Shea defeated Labar 6-4, as Malm was busy sending Nester over 6-4. In their first of two, battling for the hot seat Malm and Shea went double hill, but not before some early and late drama.  

“She had me down 4-1,” Shea recalled, “and I came back to 5-5. I broke the last rack, scratched and she ran out.”

She noted that overall, “some funky things happened” in their two matches. She wasn’t being critical or making excuses for her play in either match. Just noting one of the fundamental axioms of the games.

“She definitely got the balls down and won,” she said. “That’s the way it works.”

On the loss side, in the semifinals, Shea drew Nicole Nester, who, following her loss to Malm, had not given up a rack. Nester shut out Jennifer Tully in her first loss-side match and in the quarterfinals, shut out Rachel Walters, who’d chalked up her own shutout against Labar to reach her. Shea turned the tables on that 10-rack run for Nester, giving up only a single rack to her in the semifinals.

Malm didn’t lose a step in the delay between sending Shea to the loss side and her return.
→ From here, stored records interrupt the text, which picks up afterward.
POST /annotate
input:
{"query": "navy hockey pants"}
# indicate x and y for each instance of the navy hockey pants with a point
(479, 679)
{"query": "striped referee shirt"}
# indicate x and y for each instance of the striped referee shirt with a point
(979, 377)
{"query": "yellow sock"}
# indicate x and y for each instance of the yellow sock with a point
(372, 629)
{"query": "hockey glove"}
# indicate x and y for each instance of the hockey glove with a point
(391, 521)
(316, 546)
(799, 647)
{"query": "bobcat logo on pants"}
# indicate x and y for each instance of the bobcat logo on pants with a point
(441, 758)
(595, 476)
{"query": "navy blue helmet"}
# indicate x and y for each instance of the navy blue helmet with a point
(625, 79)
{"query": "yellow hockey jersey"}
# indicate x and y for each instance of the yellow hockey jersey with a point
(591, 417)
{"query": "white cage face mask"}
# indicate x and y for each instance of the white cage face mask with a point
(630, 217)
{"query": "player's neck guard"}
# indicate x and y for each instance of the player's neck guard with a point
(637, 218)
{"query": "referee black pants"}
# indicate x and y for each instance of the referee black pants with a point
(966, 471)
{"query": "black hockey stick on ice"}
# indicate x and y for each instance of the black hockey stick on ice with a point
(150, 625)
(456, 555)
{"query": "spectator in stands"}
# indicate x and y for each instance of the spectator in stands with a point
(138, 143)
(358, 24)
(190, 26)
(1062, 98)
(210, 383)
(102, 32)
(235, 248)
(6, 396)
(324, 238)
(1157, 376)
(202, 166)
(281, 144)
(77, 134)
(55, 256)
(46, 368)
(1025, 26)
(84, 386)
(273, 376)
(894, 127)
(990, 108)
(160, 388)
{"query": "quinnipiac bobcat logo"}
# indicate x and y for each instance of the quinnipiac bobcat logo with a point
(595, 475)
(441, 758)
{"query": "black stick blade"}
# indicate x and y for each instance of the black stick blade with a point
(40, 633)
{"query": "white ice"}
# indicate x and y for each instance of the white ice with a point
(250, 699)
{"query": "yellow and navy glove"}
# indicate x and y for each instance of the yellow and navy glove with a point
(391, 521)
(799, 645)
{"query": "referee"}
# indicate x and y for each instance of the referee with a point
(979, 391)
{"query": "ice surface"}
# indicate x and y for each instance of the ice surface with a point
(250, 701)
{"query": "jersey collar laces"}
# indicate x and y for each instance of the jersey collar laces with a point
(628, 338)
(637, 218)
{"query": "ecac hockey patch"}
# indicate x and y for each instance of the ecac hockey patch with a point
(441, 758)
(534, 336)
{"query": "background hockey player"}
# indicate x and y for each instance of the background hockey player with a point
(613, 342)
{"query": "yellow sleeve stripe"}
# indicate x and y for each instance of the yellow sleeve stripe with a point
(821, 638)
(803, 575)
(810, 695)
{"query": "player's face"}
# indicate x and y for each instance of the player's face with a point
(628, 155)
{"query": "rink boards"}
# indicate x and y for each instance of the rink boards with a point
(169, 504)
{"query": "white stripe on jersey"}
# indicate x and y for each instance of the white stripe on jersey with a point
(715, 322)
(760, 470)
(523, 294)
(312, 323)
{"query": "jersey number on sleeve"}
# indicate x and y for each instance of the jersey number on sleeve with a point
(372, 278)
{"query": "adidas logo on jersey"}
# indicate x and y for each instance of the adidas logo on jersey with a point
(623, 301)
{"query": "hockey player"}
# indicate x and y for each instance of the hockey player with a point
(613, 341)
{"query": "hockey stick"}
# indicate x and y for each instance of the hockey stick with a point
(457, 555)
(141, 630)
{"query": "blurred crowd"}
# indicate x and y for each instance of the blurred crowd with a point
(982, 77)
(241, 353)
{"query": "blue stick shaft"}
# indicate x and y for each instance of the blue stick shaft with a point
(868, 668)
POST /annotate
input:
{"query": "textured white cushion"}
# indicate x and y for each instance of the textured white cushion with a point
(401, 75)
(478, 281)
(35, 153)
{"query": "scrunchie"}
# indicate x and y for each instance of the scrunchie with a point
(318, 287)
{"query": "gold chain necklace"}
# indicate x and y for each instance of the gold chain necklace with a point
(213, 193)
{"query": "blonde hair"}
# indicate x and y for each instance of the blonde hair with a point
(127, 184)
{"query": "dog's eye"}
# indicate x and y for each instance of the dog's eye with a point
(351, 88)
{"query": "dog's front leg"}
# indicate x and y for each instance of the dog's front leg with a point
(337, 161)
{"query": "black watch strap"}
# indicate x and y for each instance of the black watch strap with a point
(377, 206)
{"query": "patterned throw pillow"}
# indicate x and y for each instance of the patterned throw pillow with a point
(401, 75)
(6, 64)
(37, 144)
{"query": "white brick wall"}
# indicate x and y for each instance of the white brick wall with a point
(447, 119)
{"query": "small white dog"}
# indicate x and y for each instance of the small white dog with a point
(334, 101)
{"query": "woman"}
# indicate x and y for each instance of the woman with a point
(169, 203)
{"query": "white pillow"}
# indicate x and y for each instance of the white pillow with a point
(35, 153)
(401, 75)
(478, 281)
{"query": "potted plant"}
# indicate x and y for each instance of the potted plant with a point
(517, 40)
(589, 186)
She completed her undefeated run with a 6-2, single set win over Shea in the finals and claimed the 1st Annual Ladies Delaware State Barbox 9-Ball Championship.

Tarek Elmalla, event organizer, thanked Leo and Sherrie Weigand and their Milford Billiards staff for their hospitality, as well as Ray Netta with Tuff Cuts (for streaming the event), Alyssa Solt for commentating on the stream, Ran Ji, and the newly-married Ben and Andrea Thomas-Davis for “helping with everything.”